Slow Scramble

I made scrambled eggs for breakfast Saturday morning. Seemingly unremarkable, this classic breakfast is a favorite of mine. It doesn’t require a lot of fuss. Three ingredients, including salt. You need eggs, obviously. I had two. A generous knob of butter—I’ve learned from my mom that eggs taste better with butter. Four ingredients if you want black pepper, and I always want black pepper.

1. Gather the stuff: eggs, a lot of butter, and some salt.

Life is crazy. That’s a canned response I use when someone asks me how I am, or what I’ve been up to. I’ve had no time to reflect, no time to to sit with how life actually has been.

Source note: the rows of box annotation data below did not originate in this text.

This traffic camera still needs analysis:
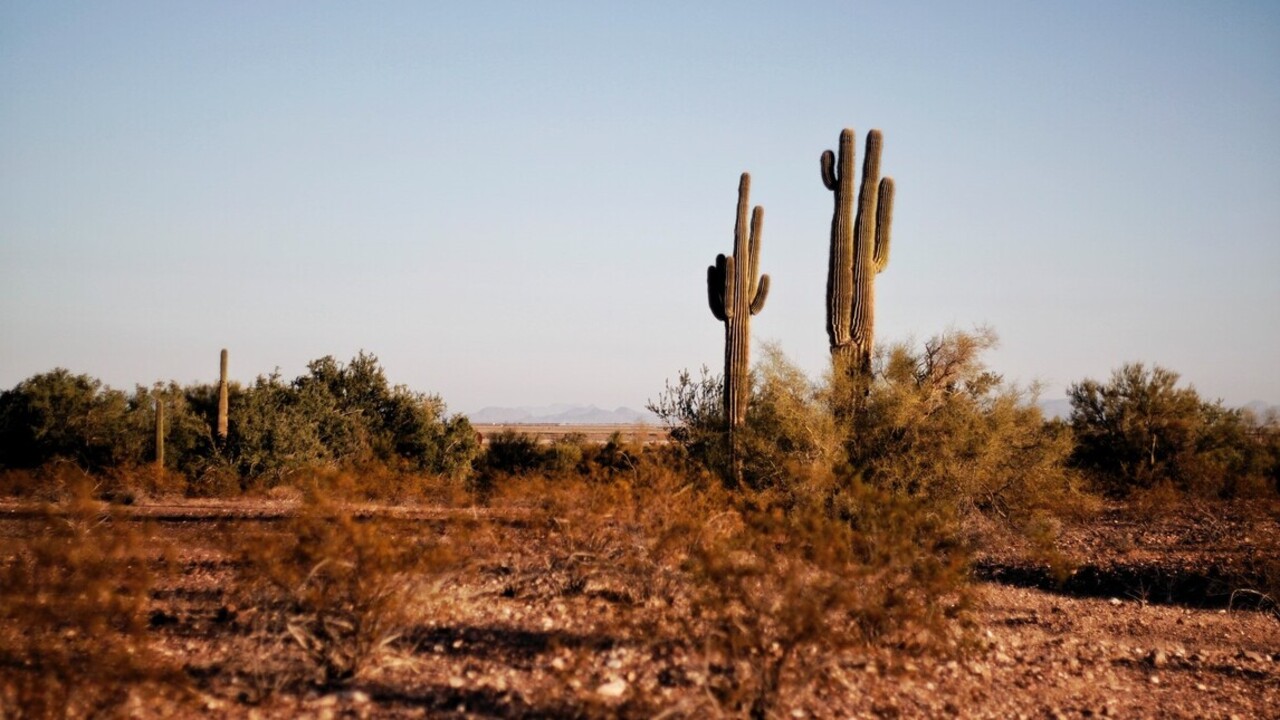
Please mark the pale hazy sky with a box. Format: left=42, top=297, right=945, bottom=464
left=0, top=0, right=1280, bottom=410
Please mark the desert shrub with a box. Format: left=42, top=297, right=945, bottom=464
left=0, top=368, right=131, bottom=470
left=846, top=329, right=1078, bottom=519
left=648, top=343, right=840, bottom=489
left=236, top=495, right=452, bottom=687
left=0, top=492, right=184, bottom=717
left=739, top=343, right=841, bottom=491
left=645, top=365, right=732, bottom=478
left=0, top=352, right=480, bottom=495
left=1068, top=363, right=1277, bottom=498
left=667, top=479, right=970, bottom=717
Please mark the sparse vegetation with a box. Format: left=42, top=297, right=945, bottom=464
left=1069, top=363, right=1280, bottom=498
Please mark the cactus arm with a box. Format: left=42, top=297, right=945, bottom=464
left=716, top=255, right=737, bottom=320
left=746, top=205, right=764, bottom=293
left=733, top=173, right=751, bottom=260
left=820, top=150, right=838, bottom=191
left=707, top=263, right=727, bottom=323
left=874, top=178, right=893, bottom=273
left=751, top=274, right=769, bottom=315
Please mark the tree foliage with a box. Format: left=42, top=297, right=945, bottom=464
left=0, top=352, right=479, bottom=484
left=1068, top=363, right=1280, bottom=497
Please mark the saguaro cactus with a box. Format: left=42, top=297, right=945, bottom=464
left=707, top=173, right=769, bottom=430
left=822, top=128, right=893, bottom=392
left=156, top=392, right=164, bottom=469
left=218, top=347, right=227, bottom=442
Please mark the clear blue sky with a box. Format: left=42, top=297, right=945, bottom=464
left=0, top=0, right=1280, bottom=410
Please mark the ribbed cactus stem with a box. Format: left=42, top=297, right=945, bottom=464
left=156, top=392, right=164, bottom=469
left=822, top=128, right=893, bottom=383
left=707, top=173, right=769, bottom=430
left=218, top=347, right=228, bottom=441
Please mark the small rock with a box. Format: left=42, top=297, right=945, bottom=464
left=595, top=679, right=627, bottom=698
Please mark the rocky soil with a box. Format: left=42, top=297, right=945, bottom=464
left=0, top=499, right=1280, bottom=719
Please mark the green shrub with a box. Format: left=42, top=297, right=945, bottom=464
left=1068, top=363, right=1280, bottom=498
left=847, top=329, right=1078, bottom=519
left=0, top=368, right=131, bottom=470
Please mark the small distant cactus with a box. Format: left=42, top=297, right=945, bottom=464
left=822, top=128, right=893, bottom=389
left=707, top=173, right=769, bottom=430
left=156, top=392, right=164, bottom=469
left=218, top=347, right=228, bottom=442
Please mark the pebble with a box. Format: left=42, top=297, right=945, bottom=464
left=595, top=679, right=627, bottom=698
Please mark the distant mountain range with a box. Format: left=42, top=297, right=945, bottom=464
left=467, top=397, right=1280, bottom=425
left=467, top=405, right=658, bottom=425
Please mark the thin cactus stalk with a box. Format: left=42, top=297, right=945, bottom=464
left=822, top=128, right=893, bottom=396
left=218, top=347, right=228, bottom=442
left=707, top=173, right=769, bottom=445
left=156, top=392, right=164, bottom=469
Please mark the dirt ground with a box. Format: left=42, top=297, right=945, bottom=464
left=0, top=502, right=1280, bottom=719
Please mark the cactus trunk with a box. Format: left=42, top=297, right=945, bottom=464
left=218, top=347, right=228, bottom=442
left=707, top=173, right=769, bottom=475
left=822, top=128, right=893, bottom=406
left=156, top=393, right=164, bottom=470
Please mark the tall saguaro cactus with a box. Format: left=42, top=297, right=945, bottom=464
left=218, top=347, right=228, bottom=442
left=822, top=128, right=893, bottom=395
left=707, top=173, right=769, bottom=430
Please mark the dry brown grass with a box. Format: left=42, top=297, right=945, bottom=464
left=227, top=493, right=456, bottom=694
left=0, top=495, right=186, bottom=719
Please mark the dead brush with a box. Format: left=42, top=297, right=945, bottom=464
left=238, top=489, right=454, bottom=687
left=0, top=493, right=186, bottom=720
left=490, top=461, right=692, bottom=606
left=667, top=476, right=968, bottom=719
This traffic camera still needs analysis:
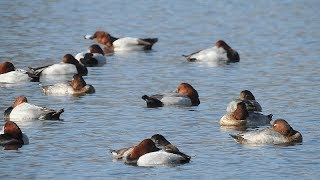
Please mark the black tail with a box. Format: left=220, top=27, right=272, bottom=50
left=40, top=109, right=64, bottom=120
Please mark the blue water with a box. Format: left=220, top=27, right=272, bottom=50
left=0, top=0, right=320, bottom=179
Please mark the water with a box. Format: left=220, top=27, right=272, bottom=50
left=0, top=0, right=320, bottom=179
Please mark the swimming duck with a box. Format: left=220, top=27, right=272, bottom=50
left=4, top=96, right=64, bottom=120
left=84, top=31, right=158, bottom=53
left=151, top=134, right=191, bottom=162
left=75, top=44, right=107, bottom=66
left=41, top=74, right=95, bottom=95
left=227, top=90, right=272, bottom=127
left=0, top=61, right=39, bottom=83
left=29, top=54, right=88, bottom=76
left=227, top=90, right=262, bottom=112
left=124, top=139, right=190, bottom=166
left=142, top=83, right=200, bottom=108
left=183, top=40, right=240, bottom=63
left=231, top=119, right=302, bottom=145
left=0, top=121, right=29, bottom=149
left=220, top=101, right=249, bottom=127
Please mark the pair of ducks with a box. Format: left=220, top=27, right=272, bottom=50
left=84, top=31, right=240, bottom=63
left=220, top=90, right=302, bottom=144
left=4, top=82, right=200, bottom=123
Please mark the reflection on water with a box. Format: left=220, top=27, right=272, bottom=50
left=0, top=0, right=320, bottom=179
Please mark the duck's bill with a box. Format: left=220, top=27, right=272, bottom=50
left=84, top=34, right=93, bottom=39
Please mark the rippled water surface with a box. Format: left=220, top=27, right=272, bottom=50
left=0, top=0, right=320, bottom=179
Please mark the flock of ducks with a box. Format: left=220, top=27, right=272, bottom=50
left=0, top=31, right=302, bottom=166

So it’s just been crazy.

2. We’re going to make scrambled eggs in a pot, not a pan.

I learned to perfect scrambled eggs a few years ago. I was living in Daly City in my last year in the Bay area (rent was cheaper, the place was quieter), and I came to the conclusion that I had been taking egg-making for granted. Suddenly, just knowing how to crack a couple of eggs was not enough. I looked for a recipe, something that would explain scrambled eggs to me. I found a video of Jamie Oliver making scrambled eggs three ways: he used a frying pan, a pot, and a makeshift double boiler. This one uses the pot.

3. Stir the eggs really, really well in a bowl.

A slow scramble means these eggs take time. A joke I like telling my friend’s dad is that they take half an hour to make. Someone on the internet recently said something about how good eggs don’t need to take that long to cook. They were right, they don’t. But an overestimated half an hour at the stove can be meditative as hell. So much of my life lately has been about getting things done. Deadlines and deliverables. Planning and executing. Scheduling and adjusting. I’ve been doing a lot of working towards something and too little of just doing— without the responsibility of carrying something out for a tangible purpose. Add salt to the mixed eggs if you want. I like to salt my eggs after they’re done.

4. Cut off more butter than you think you need. Keep the pan on a low flame.

I suppose cooking eggs doesn’t necessarily yield time to reflect. You could, after all, be cooking eggs with the tangible purpose of, well, eating the eggs. It’s breakfast, not a philosophical inquiry. But I let it become one. I caught myself wanting to make the eggs so that I could eat them, and then decided to just focus on making the eggs while I was making the eggs. The distinction is acutely miniscule. Intellectually, I knew I was about to eat the damn eggs. But I stopped anticipating the meal, stood by the stove, and stirred for 9 minutes.

5. Pour the eggs into the melted butter (there should be a pool of it, really). Begin to stir.

My favorite part of making these eggs is when I start to see wisps of smoke rise out of the pot (maybe the egg’s water contents evaporating?), and the egg mixture—still so runny—starts to become a little less transparent. A cream starts to develop. It’s a subtle transformation, but you see it. It’s the kind of wonderful that reveals something you think you know (scrambled eggs) as something you didn’t know at all. That’s why I love making these. It makes so much more sense to make a quick egg. I could turn the stove up to a medium flame, maybe add some dairy if I wanted to bypass waiting for the eggs to cream. Scrambled eggs can take two minutes, tops. But the point is that you gain something else when you slow it down. The aroma, the slight thickening of eggs over time, the feeling of a wooden spatula tracing the bottom of a pan over and over again. You get to witness something. Maybe life.

6. Stir constantly and maintain a low fire. It’s going to take a while.

I was so engrossed in the act of stirring I forgot to put a slice of bread in the toaster. Had I been planning ahead, this maybe wouldn’t have happened. But it was almost enlivening, suddenly remembering the bread. I had forgotten what it felt like to forget. It animated the breakfast for me, as if toast with eggs wasn’t completely standard. Something about surrendering prior egg-making knowledge created an entirely different perspective to be in. Maybe making eggs can be a philosophical inquiry.

7. Eventually they curdle. Keep stirring.

As the eggs started to scramble, and as the bread toasted, the process had become something like jazz. Stirring quickly to avoid over-cooking, the 9–minute egg trance had already ended the second I turned off the flame, but it especially ended when I saw the toaster smoking. I cut off about a fourth of the salvageable toast and scraped off a layer of burnt crust. I think I said “Oh no,” out loud—disappointed at the toaster, or at myself. Hearing that was a hilarious illumination. I could still eat the toast, because I didn’t have a plan. The stakes were so low. I was just making eggs.

8. And eventually, they’re done. You can decide when.